Le ragazze del film parlano molte lingue, possono essere bambine che saltano su un letto o donne mature. Ho cercato di raccontarle nelle diverse sfumature possibili tra la libertà e gli archetipi. In questa oscillazione appare anche la violenza, come viene creata dalla società, da dove arriva, cosa significa appartenere a un gruppo pure nell’illegalità…Ho provato a interrogare i cliché e a investirli emotivamente. Insieme al musicista (Para One, nome d’arte di Jean-Baptiste de Laubier, ndr)abbiamo cercato i suoni urbani del presente, quale musica si sente nelle periferie senza la dittatura del folklore.
La narrazione è scandita in capitoli. Perché?
È una scelta che risponde alla stessa esigenza di uscire fuori dalle convenzioni. Ogni capitolo indaga un’ipotesi di vita, un po’ come se fossimo in un film di supereroi: che potere mi dà un certo costume? In che modo lo utilizzano le ragazze? E i cambiamenti di identità diventano anche un modo per indagare l’impasse del patriarcato. Quando si parla di «cinema d’autore impegnato» si pensa subito a certi film o registi. A me piace l’idea di combinare Ken Loach e Tim Burton, rifiuto la frontiera che divide nel senso comune «impegno» e «fantasia». Vvoglio invece pensare a un film come a un’esperienza sensuale in cui tutti possono riconoscersi, e emozionarsi. L’impegno non esclude i sentimenti e viceversa.

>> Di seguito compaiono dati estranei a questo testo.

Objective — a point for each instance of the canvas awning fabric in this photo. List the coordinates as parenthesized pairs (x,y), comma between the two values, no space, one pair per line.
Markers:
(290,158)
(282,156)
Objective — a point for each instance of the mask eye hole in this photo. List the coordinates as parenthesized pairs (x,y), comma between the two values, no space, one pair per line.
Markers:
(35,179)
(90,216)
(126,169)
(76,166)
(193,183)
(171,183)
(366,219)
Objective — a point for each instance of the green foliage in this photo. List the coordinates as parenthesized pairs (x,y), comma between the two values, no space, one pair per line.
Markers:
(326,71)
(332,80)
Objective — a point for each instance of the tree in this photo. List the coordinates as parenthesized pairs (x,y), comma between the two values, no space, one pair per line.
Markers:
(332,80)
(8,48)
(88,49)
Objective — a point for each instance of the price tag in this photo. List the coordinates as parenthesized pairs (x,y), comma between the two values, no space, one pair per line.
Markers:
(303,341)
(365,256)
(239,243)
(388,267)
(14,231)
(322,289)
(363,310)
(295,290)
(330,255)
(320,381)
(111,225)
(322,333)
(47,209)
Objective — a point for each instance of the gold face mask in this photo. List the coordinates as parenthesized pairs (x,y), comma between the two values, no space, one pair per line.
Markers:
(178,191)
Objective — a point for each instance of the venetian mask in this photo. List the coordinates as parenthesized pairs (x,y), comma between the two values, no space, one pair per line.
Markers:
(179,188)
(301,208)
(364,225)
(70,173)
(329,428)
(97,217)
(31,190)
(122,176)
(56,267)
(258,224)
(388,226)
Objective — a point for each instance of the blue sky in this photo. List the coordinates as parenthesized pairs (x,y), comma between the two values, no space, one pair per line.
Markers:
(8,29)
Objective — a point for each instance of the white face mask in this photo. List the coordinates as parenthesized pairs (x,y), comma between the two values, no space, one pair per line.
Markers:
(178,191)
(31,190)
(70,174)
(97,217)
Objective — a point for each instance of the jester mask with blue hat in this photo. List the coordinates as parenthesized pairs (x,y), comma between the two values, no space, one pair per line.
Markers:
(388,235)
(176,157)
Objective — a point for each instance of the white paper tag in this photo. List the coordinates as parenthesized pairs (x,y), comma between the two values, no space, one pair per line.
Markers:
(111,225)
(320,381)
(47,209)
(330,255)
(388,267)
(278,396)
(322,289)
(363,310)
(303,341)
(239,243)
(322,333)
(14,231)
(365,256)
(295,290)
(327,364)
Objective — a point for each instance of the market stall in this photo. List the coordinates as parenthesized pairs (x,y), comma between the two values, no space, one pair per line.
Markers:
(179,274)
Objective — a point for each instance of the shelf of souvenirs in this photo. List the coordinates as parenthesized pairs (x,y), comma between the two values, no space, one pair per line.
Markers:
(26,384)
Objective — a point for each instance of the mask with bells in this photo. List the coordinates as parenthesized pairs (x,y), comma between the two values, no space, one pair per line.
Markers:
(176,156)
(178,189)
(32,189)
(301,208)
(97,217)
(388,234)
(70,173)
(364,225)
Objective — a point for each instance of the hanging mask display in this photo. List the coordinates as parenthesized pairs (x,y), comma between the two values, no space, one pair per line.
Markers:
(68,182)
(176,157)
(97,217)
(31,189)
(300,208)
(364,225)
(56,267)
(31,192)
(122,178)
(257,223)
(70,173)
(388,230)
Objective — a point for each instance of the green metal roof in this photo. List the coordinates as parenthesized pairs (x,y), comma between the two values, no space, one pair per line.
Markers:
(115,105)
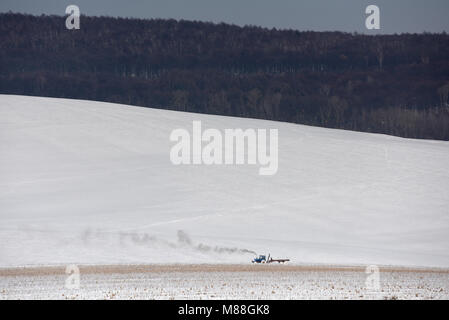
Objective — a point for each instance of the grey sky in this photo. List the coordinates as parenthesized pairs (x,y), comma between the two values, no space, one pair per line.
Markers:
(396,16)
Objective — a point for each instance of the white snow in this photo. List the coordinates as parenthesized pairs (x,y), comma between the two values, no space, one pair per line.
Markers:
(225,285)
(92,183)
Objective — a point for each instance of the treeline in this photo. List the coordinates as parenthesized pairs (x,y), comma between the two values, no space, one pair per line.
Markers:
(393,84)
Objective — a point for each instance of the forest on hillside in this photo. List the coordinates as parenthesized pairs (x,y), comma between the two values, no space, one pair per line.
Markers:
(393,84)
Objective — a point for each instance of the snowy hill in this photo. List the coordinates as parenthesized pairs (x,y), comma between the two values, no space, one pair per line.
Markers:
(92,183)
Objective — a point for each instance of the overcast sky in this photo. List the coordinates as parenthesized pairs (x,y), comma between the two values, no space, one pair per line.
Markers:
(396,16)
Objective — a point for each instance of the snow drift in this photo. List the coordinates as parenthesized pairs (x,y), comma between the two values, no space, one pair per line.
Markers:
(92,183)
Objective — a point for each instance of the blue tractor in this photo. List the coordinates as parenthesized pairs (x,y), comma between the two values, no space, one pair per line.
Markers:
(261,259)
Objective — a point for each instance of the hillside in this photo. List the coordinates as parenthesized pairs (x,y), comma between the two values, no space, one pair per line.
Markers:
(92,183)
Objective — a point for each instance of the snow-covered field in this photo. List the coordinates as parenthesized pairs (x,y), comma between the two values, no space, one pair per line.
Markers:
(92,183)
(215,282)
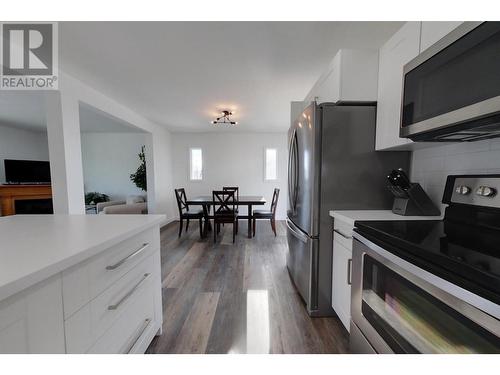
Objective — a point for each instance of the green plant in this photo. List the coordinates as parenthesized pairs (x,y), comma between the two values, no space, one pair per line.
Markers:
(139,177)
(94,198)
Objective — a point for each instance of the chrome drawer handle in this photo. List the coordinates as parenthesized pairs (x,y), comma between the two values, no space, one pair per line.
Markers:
(349,271)
(128,257)
(342,234)
(143,328)
(129,293)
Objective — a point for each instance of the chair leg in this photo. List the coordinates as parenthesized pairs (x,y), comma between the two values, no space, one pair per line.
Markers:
(180,227)
(235,228)
(273,226)
(215,232)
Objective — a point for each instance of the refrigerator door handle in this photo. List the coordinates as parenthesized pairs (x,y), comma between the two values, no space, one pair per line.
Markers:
(291,171)
(296,232)
(296,174)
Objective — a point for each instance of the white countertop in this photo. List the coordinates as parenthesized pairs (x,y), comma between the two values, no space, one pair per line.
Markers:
(350,216)
(36,247)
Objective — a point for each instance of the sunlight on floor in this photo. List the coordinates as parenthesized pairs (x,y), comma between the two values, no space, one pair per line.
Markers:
(258,339)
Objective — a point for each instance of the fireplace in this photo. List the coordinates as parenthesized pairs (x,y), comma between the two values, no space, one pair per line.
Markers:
(25,199)
(33,207)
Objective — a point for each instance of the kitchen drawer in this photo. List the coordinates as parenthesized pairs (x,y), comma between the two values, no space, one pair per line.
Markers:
(133,330)
(31,321)
(342,233)
(89,323)
(87,280)
(341,283)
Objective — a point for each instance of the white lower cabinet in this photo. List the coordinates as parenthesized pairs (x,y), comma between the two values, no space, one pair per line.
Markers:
(32,321)
(341,282)
(109,303)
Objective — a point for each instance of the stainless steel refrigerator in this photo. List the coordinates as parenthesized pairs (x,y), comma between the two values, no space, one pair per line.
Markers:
(332,165)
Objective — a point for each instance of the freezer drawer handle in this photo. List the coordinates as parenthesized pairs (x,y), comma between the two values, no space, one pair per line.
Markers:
(127,258)
(296,234)
(349,271)
(129,293)
(342,234)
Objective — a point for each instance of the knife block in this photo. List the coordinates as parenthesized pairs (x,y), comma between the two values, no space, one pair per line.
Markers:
(412,202)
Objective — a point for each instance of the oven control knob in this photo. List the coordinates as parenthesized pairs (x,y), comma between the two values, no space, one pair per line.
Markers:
(486,191)
(462,190)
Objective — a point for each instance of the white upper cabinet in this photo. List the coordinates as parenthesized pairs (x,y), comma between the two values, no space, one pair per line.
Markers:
(394,54)
(432,31)
(351,76)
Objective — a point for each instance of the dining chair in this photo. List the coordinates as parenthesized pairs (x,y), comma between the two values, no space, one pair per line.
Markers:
(185,214)
(224,203)
(267,215)
(236,190)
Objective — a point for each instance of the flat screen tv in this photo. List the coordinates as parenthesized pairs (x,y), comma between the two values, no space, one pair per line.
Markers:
(27,171)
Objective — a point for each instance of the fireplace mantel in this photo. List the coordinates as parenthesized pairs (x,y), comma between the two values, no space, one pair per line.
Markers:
(10,193)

Per questo la scelta del luogo in cui girare era fondamentale. Come ci sei arrivata?
Durante i sopralluoghi abbiamo visto moltissimi quartieri, avevo in mente un posto dove ci fosse un’isola pedonale e un orizzonte in cui la Torre Eiffel non apparisse troppo lontana. Le banlieue presentano un segno grafico molto forte perché spesso sono nate dalla grandi utopie architettoniche degli anni Sessanta o Settanta. Filmare in una banlieue significa seguire delle linee di fuga, delle modalità di muoversi, come ci si ritrova, come si sta da soli. Il modo in cui la cité provoca delle esperienze sensoriali con le grida, i gruppi di ragazzi che si fermano in certi posti in cui tacitamente cade il silenzio quando ci si avvicina. Lavorare lì è davvero un’esperienza di frontiera. I problemi sono gli stessi che ovunque con la differenza che non sono sotterranei. Si manifestano a cielo aperto, e per questo la banlieue è diventato un luogo della finzione: non siamo in una dimensione esotica, al contrario la realtà vi appare con maggiore evidenza. Machismo, rapporto tra spazio pubblico e privato, controllo reciproco si ritrovano infatti in tutta la nostra società. Solo che in una banlieue sono «ufficiali», e in questo senso la banlieue è lo specchio del nostro mondo.